The Franklin County Sheriff's Office opened the investigation after an inmate lost his work release job because of a false positive on his drug screen.
Bobby Gipson tested positive for marijuana in May even though he had not used the drug.
"The officer looked at me and said I tested positive for marijuana. I said there's no way," Gipson remembered.
Despite his denials, he was not allowed to continue working which meant he could not send money home to his wife and five children.
"I cannot lose our home. It's not much, but we love it here," Bobby's wife, Tosha Gipson, said.
She said her husband earned $8 to $10 an hour.
When the sheriff's department told her that her husband had failed a drug test, she initially believed them.
"I called my husband a liar, a drug addict. It caused damage to our marriage," Gipson said.
Franklin County Sheriff Tim Fuller ordered a follow-up test after Gipson's repeated denials.
It showed Gipson was clean, but the damage was already done.
"Ultimately, he lost his job as a result of the false positive on the test," Sheriff Fuller said.

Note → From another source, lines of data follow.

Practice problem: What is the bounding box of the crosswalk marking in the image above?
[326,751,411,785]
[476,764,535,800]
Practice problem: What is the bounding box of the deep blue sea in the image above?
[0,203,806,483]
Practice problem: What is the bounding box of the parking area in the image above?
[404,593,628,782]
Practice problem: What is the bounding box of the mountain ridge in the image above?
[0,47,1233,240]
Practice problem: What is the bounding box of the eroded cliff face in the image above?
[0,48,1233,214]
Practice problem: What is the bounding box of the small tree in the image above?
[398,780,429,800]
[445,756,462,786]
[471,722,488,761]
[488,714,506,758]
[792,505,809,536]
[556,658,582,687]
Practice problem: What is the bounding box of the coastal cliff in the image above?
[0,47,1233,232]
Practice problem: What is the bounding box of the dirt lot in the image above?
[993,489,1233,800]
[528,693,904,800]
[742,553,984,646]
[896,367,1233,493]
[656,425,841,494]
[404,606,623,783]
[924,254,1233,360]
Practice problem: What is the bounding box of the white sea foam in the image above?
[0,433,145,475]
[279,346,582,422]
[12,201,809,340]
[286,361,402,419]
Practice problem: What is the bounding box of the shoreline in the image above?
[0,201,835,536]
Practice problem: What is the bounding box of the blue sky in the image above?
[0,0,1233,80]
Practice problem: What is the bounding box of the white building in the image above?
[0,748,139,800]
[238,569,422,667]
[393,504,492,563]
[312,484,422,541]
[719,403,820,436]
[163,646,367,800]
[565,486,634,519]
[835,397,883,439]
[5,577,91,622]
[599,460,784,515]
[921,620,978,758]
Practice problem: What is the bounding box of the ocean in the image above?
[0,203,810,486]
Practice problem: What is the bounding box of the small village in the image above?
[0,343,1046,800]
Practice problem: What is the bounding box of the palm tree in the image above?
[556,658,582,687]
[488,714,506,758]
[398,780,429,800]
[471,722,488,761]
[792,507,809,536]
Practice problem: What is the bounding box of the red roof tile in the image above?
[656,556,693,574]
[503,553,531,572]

The county uses UScreen drug tests made in China, which the sheriff said cost about $5 a piece.
The company's website warns about false positives and states that positives should be confirmed by a lab, but that can be expensive.

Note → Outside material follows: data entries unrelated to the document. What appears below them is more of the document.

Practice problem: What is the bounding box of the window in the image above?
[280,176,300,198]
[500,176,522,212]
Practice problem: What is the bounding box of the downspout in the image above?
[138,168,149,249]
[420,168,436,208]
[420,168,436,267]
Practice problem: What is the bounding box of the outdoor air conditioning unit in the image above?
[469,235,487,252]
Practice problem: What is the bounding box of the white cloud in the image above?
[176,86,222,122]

"I think it's a wake-up call. I do," Sheriff Fuller said.
The sheriff said he was surprised when his investigator found that urine drug tests can be wrong up to 25 percent of the time.
He said they will continue to use the urine tests, but will start sending results to a private lab for confirmation.
Sheriff Fuller said Franklin and many other Tennessee counties buy the tests in large amounts at a discount.
"The counties are trying to save money by buying these cheap and in bulk, but in the end it's not helping. Yea they are saving money, but they are ruining people's lives," Tosha Gipson said.
A NewsChannel 5 investigation in 2015 raised questions about a different urine test in Rutherford County.
Steven Gibbs was threatened with jail after a test showed he used marijuana.
But his attorney paid for a follow-up that proved he was clean.
"Their tests ain't accurate," Steven Gibbs said in 2015. "I don't know what they're doing or what they're using, but I don't think it's accurate."
More reliable hair or blood tests cost up to $90 a piece and take much longer.
Tosha Gipson believes many others have been hurt by false positives on drug tests.
"He's making way less money than he was making at the job he had originally," Tosha Gipson said.
The Sheriff's Office helped find Bobby Gipson another job, but that took two weeks -- putting the family further in the hole.
"Now, we are a month behind on our bills, and we have debt collectors calling," Gipson said.